A locked door and myriad treasures beyond, in vast rooms deemed unusable at Boston Public Library – The Boston Globe

 The Boston Globe

A locked door and myriad treasures beyond, in vast rooms deemed unusable at Boston Public Library

By Malcolm Gay, The Boston Globe updated on October 3, 2025, 7 minutes to read

The resplendence of the Boston Public Library’s McKim Building unfolds with each step up the grand staircase.

Past the imposing stone lions, the golden-hued stairwell gives way to an airy gallery of murals, a millennium-spanning celebration of the muses. Nearby, a narrower stairway leads to the hushed third floor, where people wander the opulent gallery to untangle John Singer Sargent’s “Triumph of Religion,” a monumental cycle of murals the artist left unfinished despite nearly three decades of work.

Inevitably, some will try the leather-clad door at the end of the gallery, whichseems to promise yet more wonders beyond.

But the door is locked.

It has been closed to the public for more than a decade, concealing a once-grand enfilade of vaulted ceilings, interior arcades, and elevated walkways that wrap around the library’s courtyard.

Jamila Beasley, collections security manager for the Boston Public Library, opens a door to one of the rooms on the third floor of BPL’s historic McKim Building. – Jessica Rinaldi / Globe Staff

The rooms, which rival many of the building’s most celebrated spaces, now warehouse a Narnia-worthy collection of the library’s holdings — everything from sculptures of Joan of Arc and a portrait of Samuel Johnson, to a room of illuminated dioramas, where a pair of miniature boxers stand frozen in mid-fight, as though before a roaring crowd.

There are neoclassical sculptures that peek from beneath plastic, a weathervane in the shape of a cod, a printing press that belonged to artist Hyman Bloom, and a set of golf clubs once swung by author Cleveland Amory.
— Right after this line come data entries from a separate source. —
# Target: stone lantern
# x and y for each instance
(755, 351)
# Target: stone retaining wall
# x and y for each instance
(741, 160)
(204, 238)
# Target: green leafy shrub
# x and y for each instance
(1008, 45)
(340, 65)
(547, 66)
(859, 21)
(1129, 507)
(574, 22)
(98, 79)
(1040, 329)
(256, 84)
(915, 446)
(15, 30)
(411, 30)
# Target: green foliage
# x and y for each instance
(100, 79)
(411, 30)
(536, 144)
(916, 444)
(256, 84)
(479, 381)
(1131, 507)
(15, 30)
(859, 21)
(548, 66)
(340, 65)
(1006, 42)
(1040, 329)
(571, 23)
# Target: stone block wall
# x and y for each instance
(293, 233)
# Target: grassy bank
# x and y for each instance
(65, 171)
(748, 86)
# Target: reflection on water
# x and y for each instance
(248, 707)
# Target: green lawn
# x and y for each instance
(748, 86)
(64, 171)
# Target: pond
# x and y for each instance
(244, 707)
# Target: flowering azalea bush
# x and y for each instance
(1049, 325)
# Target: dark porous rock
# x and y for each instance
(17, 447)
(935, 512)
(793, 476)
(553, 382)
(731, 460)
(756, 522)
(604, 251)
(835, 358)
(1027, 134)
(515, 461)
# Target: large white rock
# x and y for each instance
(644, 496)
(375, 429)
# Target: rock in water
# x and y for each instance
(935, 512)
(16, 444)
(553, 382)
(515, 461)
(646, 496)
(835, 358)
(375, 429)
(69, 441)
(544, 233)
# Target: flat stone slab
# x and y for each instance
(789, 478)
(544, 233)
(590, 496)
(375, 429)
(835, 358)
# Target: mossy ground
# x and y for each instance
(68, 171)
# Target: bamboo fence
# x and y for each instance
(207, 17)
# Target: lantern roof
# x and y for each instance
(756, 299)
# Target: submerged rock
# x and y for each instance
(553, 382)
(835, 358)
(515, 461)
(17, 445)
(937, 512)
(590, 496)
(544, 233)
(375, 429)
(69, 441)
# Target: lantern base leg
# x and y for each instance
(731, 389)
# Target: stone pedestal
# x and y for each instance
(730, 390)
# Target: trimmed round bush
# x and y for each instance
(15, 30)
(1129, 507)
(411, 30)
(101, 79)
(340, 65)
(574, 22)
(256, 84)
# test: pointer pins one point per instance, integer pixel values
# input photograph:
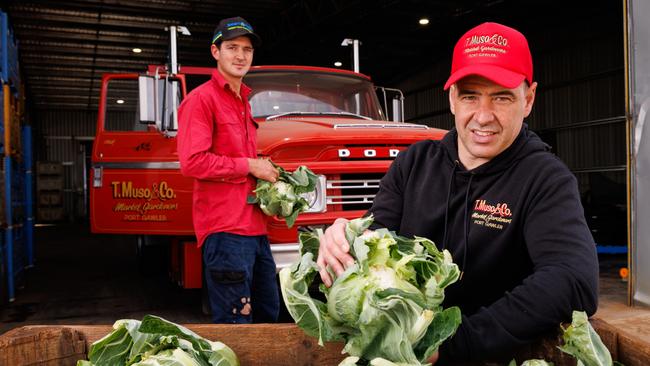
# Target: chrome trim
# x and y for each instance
(140, 165)
(364, 183)
(348, 188)
(320, 202)
(382, 125)
(97, 176)
(366, 198)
And that’s to say nothing of the myriad architectural plans, microfiche, administrative records, card catalogues, and archives piled about in boxes and in crates.
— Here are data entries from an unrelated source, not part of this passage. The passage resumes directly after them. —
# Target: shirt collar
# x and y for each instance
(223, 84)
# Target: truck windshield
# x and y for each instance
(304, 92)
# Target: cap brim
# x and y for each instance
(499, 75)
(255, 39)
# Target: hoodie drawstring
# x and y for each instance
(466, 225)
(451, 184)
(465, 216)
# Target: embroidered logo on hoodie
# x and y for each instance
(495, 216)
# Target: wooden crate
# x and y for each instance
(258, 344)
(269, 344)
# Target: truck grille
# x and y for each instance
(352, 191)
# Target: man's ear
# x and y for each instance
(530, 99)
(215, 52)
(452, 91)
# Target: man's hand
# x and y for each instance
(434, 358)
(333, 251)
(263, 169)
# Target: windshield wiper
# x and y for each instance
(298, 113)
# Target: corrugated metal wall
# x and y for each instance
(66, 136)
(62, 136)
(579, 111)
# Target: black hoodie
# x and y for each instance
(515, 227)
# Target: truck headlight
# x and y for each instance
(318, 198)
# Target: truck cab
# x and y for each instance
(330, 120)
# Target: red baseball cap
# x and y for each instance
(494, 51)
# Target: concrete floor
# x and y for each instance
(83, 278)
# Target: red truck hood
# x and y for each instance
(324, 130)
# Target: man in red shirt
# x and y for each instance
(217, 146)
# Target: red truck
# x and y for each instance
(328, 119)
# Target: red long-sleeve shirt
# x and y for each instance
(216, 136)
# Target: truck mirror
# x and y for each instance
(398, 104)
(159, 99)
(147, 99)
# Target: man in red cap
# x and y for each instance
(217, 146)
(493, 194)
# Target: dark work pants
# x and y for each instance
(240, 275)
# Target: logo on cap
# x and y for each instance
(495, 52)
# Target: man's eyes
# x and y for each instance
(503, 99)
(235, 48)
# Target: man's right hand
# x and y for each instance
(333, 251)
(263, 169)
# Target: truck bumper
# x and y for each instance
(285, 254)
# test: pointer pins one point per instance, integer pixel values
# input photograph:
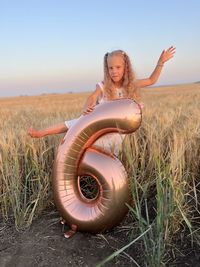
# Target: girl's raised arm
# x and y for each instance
(165, 56)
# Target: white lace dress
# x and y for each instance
(112, 141)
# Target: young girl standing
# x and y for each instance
(119, 82)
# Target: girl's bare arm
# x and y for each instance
(165, 56)
(92, 100)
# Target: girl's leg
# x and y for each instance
(56, 129)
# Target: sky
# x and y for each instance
(57, 46)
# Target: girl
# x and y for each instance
(119, 82)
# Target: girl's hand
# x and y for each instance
(88, 110)
(166, 55)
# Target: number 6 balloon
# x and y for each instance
(78, 157)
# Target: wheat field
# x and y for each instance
(162, 160)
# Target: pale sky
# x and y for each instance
(58, 46)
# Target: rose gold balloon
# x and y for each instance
(76, 157)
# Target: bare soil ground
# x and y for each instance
(43, 244)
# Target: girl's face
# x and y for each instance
(116, 68)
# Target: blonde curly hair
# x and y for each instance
(128, 81)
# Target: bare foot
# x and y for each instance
(34, 133)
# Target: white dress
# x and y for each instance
(112, 141)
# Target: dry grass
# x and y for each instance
(162, 159)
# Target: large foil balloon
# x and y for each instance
(76, 158)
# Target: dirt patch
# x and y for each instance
(43, 244)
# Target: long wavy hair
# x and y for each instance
(128, 80)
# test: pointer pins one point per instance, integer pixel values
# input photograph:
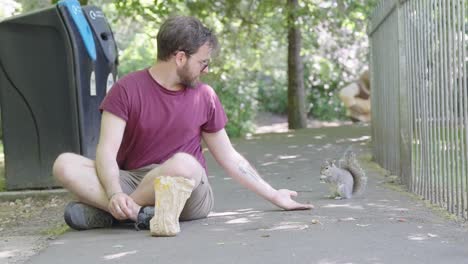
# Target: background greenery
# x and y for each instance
(250, 72)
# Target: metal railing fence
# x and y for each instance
(420, 96)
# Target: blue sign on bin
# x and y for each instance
(74, 8)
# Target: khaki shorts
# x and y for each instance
(198, 205)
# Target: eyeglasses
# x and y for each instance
(203, 64)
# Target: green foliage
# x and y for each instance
(251, 70)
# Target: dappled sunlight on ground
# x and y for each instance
(119, 255)
(270, 123)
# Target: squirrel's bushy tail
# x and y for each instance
(350, 163)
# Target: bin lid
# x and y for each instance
(74, 8)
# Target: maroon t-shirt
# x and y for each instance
(160, 122)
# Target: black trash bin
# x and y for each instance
(55, 67)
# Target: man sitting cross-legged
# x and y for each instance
(152, 125)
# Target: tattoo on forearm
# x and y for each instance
(247, 170)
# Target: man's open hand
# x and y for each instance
(283, 199)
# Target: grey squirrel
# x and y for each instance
(346, 179)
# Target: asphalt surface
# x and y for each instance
(384, 225)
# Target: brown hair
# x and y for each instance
(182, 33)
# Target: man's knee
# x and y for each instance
(183, 165)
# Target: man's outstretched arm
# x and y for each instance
(238, 168)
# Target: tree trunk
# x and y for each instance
(297, 117)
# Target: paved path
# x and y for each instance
(383, 226)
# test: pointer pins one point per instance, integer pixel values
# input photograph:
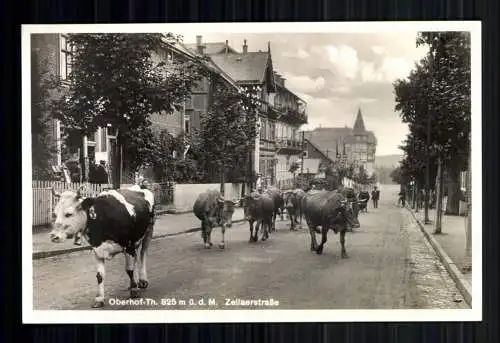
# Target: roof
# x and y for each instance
(311, 165)
(247, 67)
(211, 48)
(359, 124)
(329, 138)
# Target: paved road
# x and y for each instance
(390, 265)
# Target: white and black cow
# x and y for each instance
(113, 222)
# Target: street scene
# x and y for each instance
(390, 266)
(181, 171)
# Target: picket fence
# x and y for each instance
(44, 201)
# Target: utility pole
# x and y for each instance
(302, 165)
(468, 225)
(439, 195)
(427, 150)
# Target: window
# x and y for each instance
(198, 102)
(187, 123)
(104, 140)
(66, 58)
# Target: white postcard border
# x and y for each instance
(212, 316)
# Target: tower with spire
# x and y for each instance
(359, 125)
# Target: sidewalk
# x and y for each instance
(451, 242)
(166, 225)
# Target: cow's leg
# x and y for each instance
(250, 223)
(206, 234)
(222, 243)
(312, 232)
(78, 238)
(258, 223)
(101, 273)
(130, 267)
(342, 243)
(266, 226)
(324, 237)
(103, 252)
(143, 275)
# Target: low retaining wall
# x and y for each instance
(185, 194)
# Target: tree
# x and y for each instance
(439, 87)
(42, 145)
(229, 128)
(117, 80)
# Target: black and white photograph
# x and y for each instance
(252, 172)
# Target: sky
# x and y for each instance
(337, 73)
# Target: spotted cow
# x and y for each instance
(115, 221)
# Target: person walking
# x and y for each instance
(375, 196)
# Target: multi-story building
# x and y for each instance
(53, 52)
(282, 113)
(355, 145)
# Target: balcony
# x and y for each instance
(290, 115)
(287, 146)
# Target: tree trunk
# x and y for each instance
(454, 192)
(222, 179)
(439, 195)
(117, 161)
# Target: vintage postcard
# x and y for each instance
(254, 172)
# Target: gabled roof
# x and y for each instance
(329, 138)
(249, 67)
(311, 165)
(359, 124)
(212, 48)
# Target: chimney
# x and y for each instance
(199, 46)
(245, 46)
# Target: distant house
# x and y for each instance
(354, 145)
(282, 112)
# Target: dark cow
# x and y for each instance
(211, 208)
(351, 196)
(293, 203)
(363, 199)
(113, 222)
(330, 210)
(258, 208)
(275, 194)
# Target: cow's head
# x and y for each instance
(225, 211)
(288, 197)
(249, 204)
(69, 216)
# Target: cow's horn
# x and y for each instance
(55, 193)
(79, 191)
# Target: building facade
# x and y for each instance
(53, 52)
(278, 144)
(354, 145)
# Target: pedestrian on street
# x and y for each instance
(375, 196)
(101, 175)
(402, 198)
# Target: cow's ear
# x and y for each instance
(86, 203)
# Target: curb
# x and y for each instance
(45, 254)
(462, 284)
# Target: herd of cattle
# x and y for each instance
(122, 221)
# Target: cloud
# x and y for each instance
(305, 84)
(367, 100)
(341, 90)
(345, 59)
(299, 53)
(378, 50)
(395, 67)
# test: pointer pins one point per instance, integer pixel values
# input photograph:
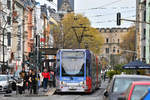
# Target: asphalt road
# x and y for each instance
(97, 95)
At 130 years old, the McKim Building is nearly as iconic as the collection it houses. Designed by architect Charles Follen McKim,it is a sort of secular cathedral, exalting the life of the mind.

But today, nearly 40 percent of the building — essentially the entire third floor — lies dilapidated and inaccessible to the public. Paint peels from its walls and ceilings. Crumbling plaster has exposed masonry. Leaky pipes have prompted library officials to turn off the heat, meaning most of the palatial third-floor rooms have no climate control at all, a wrecking ball of temperature swings and humidity.

“Venus,” by Francis Davis Millet (after Antonio Canova), stands draped in a protective sheet of plastic on the third floor of BPL’s McKim Building. – Jessica Rinaldi / Globe StaffThe West Gallery on the third floor of BPL’s McKim Building, circa 1895. – Boston Public Library

Now at a crisis point, the unusable spaces and their at-riskcontents have prompted library officials to begin imagining a massive — and massively expensive — overhaul, one that would not only restore the third floor but also reshape one of the country’s oldest and most vaunted library buildings.

BPL president David Leonard said any renovation must not merely safeguard the building, but also secure the library’s collections, making them (and the physical building) more accessible to the public.

“We have an obligation to our collections and to the building itself, which we like to think of as part of the collection,” Leonard said while touring the McKim.

The library recently received a $5.5 million gift from an anonymous donor to study the building and its systems. It’s a preliminary step to understand what obstacles and opportunities the building may present as a renovation project that seeks to update the 19th century structure to meet the demands of 21st century library patrons.

Once the five-year planning phase is completed, leaders hope to enter the project’s design phase.

“We have an obligation to our collections and to the building itself,” said BPL president David Leonard. – Jessica Rinaldi / Globe Staff

Beth Prindle, BPL’s director of research and special collections, called the renovation effort “a once in a multiple-generation opportunity.”

“The McKim transformation and rebirth is a clarion call,” she said. “We collected this incredible, irreplaceable collection, and we need [the public] to help us steward it, not only for [today], but for future generations.”

In addition to branch renovations, BPL has completed two major capital projects on its central library over the past decade. In 2016, the library unveiled a $78 million renovation to its lending library in the 1970s-era Boylston Street Building. That was followed in 2022 by a $16 million project that carved out a state-of-the-art facility to house its vast special collections of rare books and other historic items.

The cost of renovating the McKim, however, would likely dwarf those earlier projects. A 2021 master plan estimated construction costs at $325 million, but the final project could cost significantly more.

Leonard, who compared the project’s potential cost to building a new public high school,said the library will have a better price estimate in a year or so, but “regardless, it’s a large, triple, hundreds of millions of dollars.”